The question of carrying life insurance on children has elicited all kinds of responses over my years of answering that question. Some parents don’t like the idea for emotional reasons. They didn’t want to think about, let alone plan for, the possibility of a child’s premature death. Other parents who had a child with a health problem, for instance child onset type 1 diabetes, saw the logic of having the insurance but were disappointed to know life insurance companies wouldn’t approve a child with anything but very minor health problems. Still others felt like it was a prudent idea, but were undecided between a child rider on their own policy, or a stand alone permanent policy for the child.
There are a few options for life insurance on children. Let me preface these by reiterating what I mentioned in the previous section. Life insurance companies will not write policies on children 18 or under with serious health concerns. With that in mind the most common insurance on a children is to have a child rider on one, or both of the parent’s life insurance policies. These are handy, and cheap but must be purchased at the time you apply for your policy. They can’t be added on later. Kind of an average price for a $10,000 child rider is $65-$70 a year. This one price insures all of your children for the amount chosen which can be as little as $2,000 or as much as $20,000. If you have a new child they can be added by amendment at no additional cost. This is term insurance until the end of your policy or the child’s age 23 with most companies. At 23, in most cases, the policy can be converted to a permanent policy.
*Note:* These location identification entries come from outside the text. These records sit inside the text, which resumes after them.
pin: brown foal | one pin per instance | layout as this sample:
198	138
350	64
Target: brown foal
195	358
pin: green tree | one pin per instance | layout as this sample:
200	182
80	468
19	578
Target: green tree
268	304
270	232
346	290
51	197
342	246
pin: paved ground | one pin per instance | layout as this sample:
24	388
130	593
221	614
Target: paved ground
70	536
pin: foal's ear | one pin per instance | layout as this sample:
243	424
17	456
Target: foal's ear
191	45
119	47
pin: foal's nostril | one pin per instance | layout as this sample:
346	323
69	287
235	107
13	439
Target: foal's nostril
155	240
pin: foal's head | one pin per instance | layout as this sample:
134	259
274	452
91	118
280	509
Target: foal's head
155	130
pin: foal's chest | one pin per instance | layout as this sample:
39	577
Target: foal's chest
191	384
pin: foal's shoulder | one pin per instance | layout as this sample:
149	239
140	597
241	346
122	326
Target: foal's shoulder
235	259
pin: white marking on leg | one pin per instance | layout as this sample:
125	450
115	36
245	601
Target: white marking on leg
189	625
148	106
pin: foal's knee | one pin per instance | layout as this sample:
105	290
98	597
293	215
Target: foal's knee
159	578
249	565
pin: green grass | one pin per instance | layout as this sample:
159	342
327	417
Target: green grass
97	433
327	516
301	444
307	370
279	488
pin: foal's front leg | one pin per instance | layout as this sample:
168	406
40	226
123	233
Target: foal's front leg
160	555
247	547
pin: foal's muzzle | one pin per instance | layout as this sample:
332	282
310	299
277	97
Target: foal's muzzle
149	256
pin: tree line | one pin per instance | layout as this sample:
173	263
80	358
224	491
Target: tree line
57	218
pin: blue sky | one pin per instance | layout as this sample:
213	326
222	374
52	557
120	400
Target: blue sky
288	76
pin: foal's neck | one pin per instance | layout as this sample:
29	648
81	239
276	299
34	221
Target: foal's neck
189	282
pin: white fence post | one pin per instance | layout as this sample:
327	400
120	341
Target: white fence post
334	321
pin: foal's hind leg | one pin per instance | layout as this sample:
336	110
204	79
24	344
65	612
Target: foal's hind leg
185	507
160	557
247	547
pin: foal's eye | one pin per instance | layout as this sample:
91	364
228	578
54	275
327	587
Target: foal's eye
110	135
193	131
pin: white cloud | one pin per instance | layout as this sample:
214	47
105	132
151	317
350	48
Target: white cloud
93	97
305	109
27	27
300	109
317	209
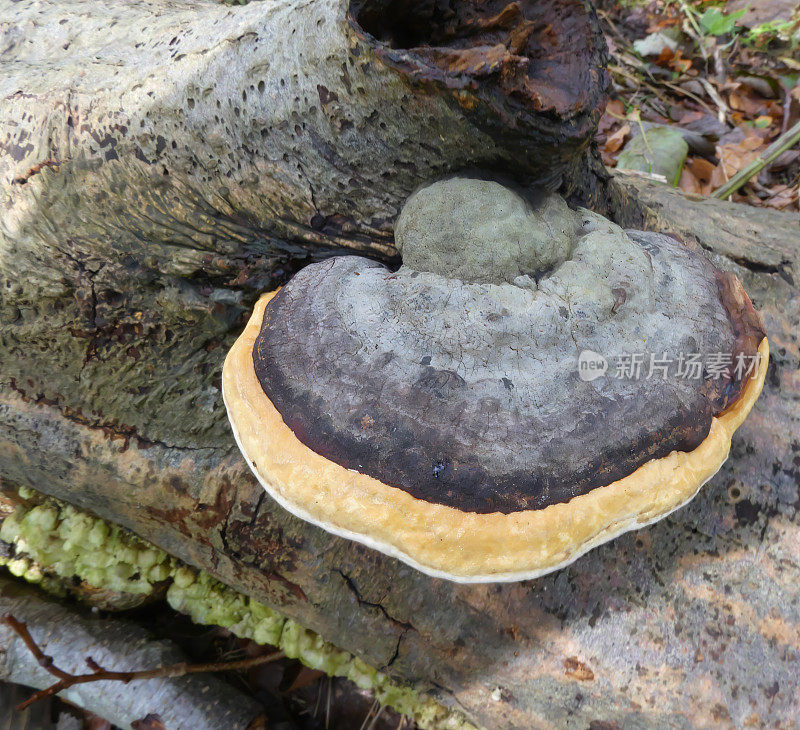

Another option is to buy a whole life policy on your child. Through companies like Gerber or Globe you can buy as little as $2,000 up to $20,000. These are stand alone policies so can be purchased after your life insurance is already. If you want your child to go into adulthood with a larger policy you can generally get up to $100,000 through companies like Mass Mutual or Penn Mutual. With these policies you can generally have a guaranteed future purchase option that would allow your then adult child to purchase additional policies on certain birthdays or on occasions like their marriage or the birth of their children.
While the future purchase option may seem like great planning, remember that children’s life insurance is at a standard rate so any conversions or future purchases will be at a standard rate. They may qualify for a much better rate when they decide they need more so make sure they understand that shortfall.
Should I or shouldn’t I?
It’s a very personal choice to have life insurance on your children. If you have a sufficient emergency fund the it may not be necessary. If not it may be a prudent financial move. Like all life insurance it is about the unexpected, but children’s life insurance is also a tool to plan for their future. Going into adulthood with guaranteed insurability can be a real plus.